MRF share price: Madras Rubber Factory (MRF) scripted history on Dalal Street today as the company's shares breached the crucial Rs 1 lakh mark to scale an all-time peak of Rs 1,00,300 on the BSE. The tyre maker posted robust quarterly numbers for the quarter ended March 2023. The company released its Q4 numbers last month, wherein it said that its consolidated net profit surged over twofold to Rs 341 crore for the March quarter, riding on lower raw material costs. The stock finally ended at Rs 99,950.65, up 1 per cent.
The company had reported a net profit of Rs 165 crore in the January-March quarter of the 2021–22 fiscal from continuing operations. Revenue from operations rose to Rs 5,842 crore for the fourth quarter as against Rs 5,305 crore in the year-ago period, MRF said in a regulatory filing.

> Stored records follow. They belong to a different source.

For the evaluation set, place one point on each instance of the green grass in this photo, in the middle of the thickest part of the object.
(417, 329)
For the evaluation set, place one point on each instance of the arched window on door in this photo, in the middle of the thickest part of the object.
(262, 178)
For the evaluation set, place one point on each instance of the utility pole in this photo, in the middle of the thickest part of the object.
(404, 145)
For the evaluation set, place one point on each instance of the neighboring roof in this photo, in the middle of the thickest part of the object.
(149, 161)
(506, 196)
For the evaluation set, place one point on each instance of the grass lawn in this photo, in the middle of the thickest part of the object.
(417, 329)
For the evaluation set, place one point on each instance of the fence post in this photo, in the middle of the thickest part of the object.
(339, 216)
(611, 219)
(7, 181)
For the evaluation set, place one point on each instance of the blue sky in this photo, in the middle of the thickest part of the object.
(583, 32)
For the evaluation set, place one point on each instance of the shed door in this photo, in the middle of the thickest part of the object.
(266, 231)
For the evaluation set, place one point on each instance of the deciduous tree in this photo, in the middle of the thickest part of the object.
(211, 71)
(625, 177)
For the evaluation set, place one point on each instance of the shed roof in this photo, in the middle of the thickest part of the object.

In its Q4 review note, released in May, Motilal Oswal Securities said that MRF’s competitive positioning within the sector has weakened over the past few years, which is also being reflected in the dilution of pricing power in the PCR and TBR segments. This, coupled with the impact of capex to be carried out, should result in limited expansion in return ratios. PCR stands for passenger car radial tyres, while TBR is the short form for truck, bus, and radial tyres.
"We expect MRF’s return ratios to see a relatively lower uptick v/s peers over the next two years as its return on equity (RoE) is expected to reach 10.5 per cent by FY25 (lower than APTY/CEAT at 12.2 per cent/13.7 per cent)," it had said. Further, the current valuation of 22.3x FY25E EPS represents an almost 100 per cent premium to its peers, despite a weakening competitive position and similar capital efficiencies. Maintain our sell rating, the brokerage added.

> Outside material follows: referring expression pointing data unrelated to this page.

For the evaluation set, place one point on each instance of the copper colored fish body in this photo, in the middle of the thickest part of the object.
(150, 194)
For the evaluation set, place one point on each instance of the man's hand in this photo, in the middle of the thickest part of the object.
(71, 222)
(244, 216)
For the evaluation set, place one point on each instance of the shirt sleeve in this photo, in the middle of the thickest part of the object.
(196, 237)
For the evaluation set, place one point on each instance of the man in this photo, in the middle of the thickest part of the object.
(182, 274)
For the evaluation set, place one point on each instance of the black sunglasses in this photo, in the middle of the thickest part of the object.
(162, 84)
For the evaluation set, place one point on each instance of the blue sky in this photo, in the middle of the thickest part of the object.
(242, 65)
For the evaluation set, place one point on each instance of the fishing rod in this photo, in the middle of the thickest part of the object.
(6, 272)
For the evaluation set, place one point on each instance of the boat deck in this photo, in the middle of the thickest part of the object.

As per information available on public platforms, in 2002, the share price stood at Rs 1,000, and in 2023, it reached Rs 1 lakh. So, the stock has had a 25 per cent compound annual growth rate (CAGR) over the past 21 years.
Analysts' take | Santosh Meena, Head of Research, Swastika Investmart
MRF, one of the leading stocks in the Indian stock market, has made history by becoming the first 6-digit stock after surpassing the impressive milestone of 1 lakh. The technical chart analysis indicates that there is further potential for growth, as we can observe a breakout pattern known as a classical flag formation. This pattern suggests that the stock's upward momentum is likely to continue, with a potential target of around 1,10,000. It's important to note that even if there are temporary pullbacks, the previous breakout level of 95,000 is expected to provide strong support and act as a solid foundation for the stock.

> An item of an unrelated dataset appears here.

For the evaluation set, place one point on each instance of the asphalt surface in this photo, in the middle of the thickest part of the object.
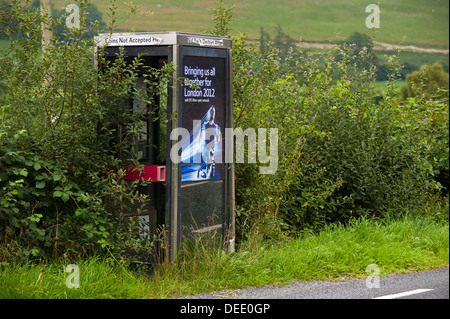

MRF stock price performance
The share price of MRF has jumped 46 per cent in the last one year period (June 13, 2022- June 13, 2023). At the time of writing this news, the market capitalisation of the company stood at Rs 42,303.09 crore on the BSE.
MRF: Magic of compounding
Chandrachoodamani N V, smallcase manager and equity analyst at PrimeInvestor.in, explained that MRF has neither given bonus shares nor split its stock from its Rs 10 face value. Another notable feature is that it has distributed very low dividends, which are often mocked by investors.
But what the company actually did by not doing all this was create wealth for investors, and how!
It grew its business profitably with a steady return on capital in an industry that is otherwise considered highly cyclical. It re-invested its cash flows back into the business throughout its journey. Very few companies have found opportunities to re-invest their cash flows back into their businesses at 17 per cent–18 per cent ROCE for such a sustained period of time.
"If you are looking for numbers, know this: it generated Rs. 30,360 crore of operating profit in the last 15 years, converted 73 per cent of it into operating cash flows, and re-invested Rs. 20,744 crore in fixed assets with an average RoCE of 18 per cent. What it paid as dividends was a paltry Rs. 446 crore in these 15 years. But it earned 18 per cent on re-invested capital to create true compounding for its stockholders!